The charge was within the anticipated range of $25 million to $50 million. A $3.9 million impairment charge in the fourth quarter is attributable to additional fill removal costs on the Staten Island property and the net book value of assets retired from service.
Non-GAAP diluted earnings per share of $1.19 in last year quarter were stronger compared with current quarter earnings per share of $1.11.
Interest income for the quarter dropped to $1.3 million whilst interest expense increased to $3.8 million due to lower capitalized interest plus interest inherited from the RA acquisition.
The drop in interest income was a result of lower cash balances as the company committed funds towards the share repurchase program in fiscal 2007.
NASCAR direct expenses decreased to $50 million during the quarter.
This was a result of lower television broadcast rights fees.
Motorsports related expense was higher at $45.8 million in the fourth quarter caused by consolidation of RA. RA, together with costs related to ongoing business, again was the main factor for the increase in general and administrative expenses to $28.9 million for the quarter.
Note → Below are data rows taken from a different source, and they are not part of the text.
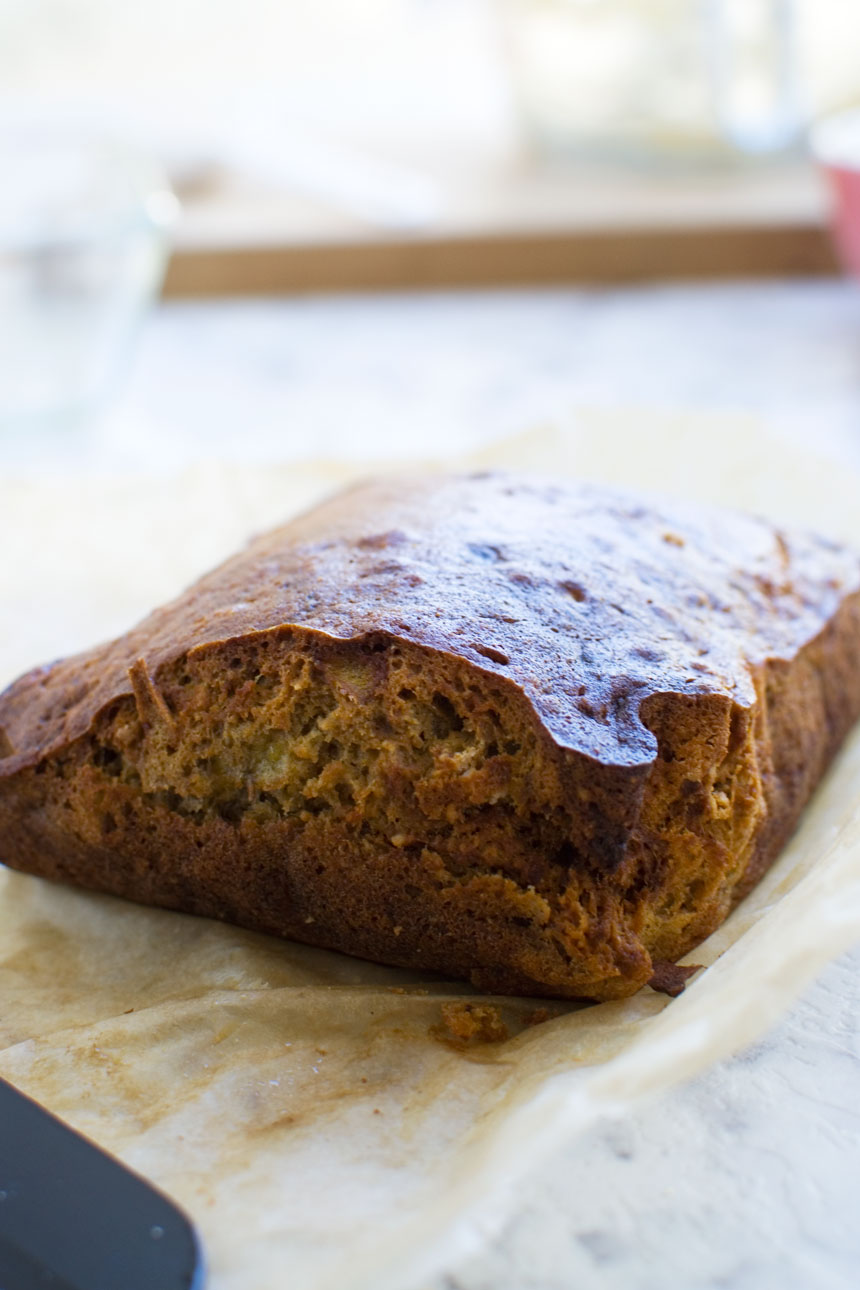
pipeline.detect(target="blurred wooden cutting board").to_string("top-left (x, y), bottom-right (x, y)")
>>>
top-left (165, 161), bottom-right (837, 295)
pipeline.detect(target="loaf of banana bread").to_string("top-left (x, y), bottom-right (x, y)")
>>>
top-left (0, 473), bottom-right (860, 1000)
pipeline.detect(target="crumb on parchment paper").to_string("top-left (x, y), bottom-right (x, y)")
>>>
top-left (431, 1000), bottom-right (508, 1047)
top-left (429, 1000), bottom-right (565, 1049)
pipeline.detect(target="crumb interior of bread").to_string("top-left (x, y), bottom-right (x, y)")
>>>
top-left (94, 637), bottom-right (571, 885)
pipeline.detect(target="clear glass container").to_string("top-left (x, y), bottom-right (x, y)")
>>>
top-left (503, 0), bottom-right (802, 163)
top-left (0, 126), bottom-right (177, 428)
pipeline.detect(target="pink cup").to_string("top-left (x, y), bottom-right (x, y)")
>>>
top-left (810, 108), bottom-right (860, 277)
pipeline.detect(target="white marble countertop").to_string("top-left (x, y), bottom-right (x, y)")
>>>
top-left (0, 281), bottom-right (860, 1290)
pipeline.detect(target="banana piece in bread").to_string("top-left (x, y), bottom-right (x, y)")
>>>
top-left (0, 473), bottom-right (860, 1000)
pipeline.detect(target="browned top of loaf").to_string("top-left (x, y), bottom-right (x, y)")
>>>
top-left (0, 473), bottom-right (860, 773)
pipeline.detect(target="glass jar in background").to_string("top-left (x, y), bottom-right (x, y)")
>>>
top-left (0, 125), bottom-right (177, 431)
top-left (503, 0), bottom-right (803, 163)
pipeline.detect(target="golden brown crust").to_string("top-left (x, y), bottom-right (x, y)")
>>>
top-left (0, 475), bottom-right (860, 998)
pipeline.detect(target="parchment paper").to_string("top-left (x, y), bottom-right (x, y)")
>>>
top-left (0, 413), bottom-right (860, 1290)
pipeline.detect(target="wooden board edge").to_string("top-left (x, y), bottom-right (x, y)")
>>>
top-left (165, 224), bottom-right (837, 297)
On the food-beverage-merchandise front, expenses fell to $15 million for the quarter caused by attendance related variable costs and margin improvements in several areas of the business.
Depreciation and amortization for the quarter increased to $17.2 million.
The increase was mainly driven by acquisition of RA and depreciation associated with the Daytona Live project.
The company reported that $117.9 million had been deposited with the Internal Revenue Service, IRS, by quarter end.
The deposit was to cover for requested downward adjustments to the company’s reported fiscal 1999 through 2005 Federal Tax Depreciation deductions. The amount included interest related to federal adjustments and, assuming no compromise in the appeals process, the company projects a combined after tax cash flow from additional federal adjustments for fiscal 2006 and related state revisions for all periods to range between $30 million and $40 million.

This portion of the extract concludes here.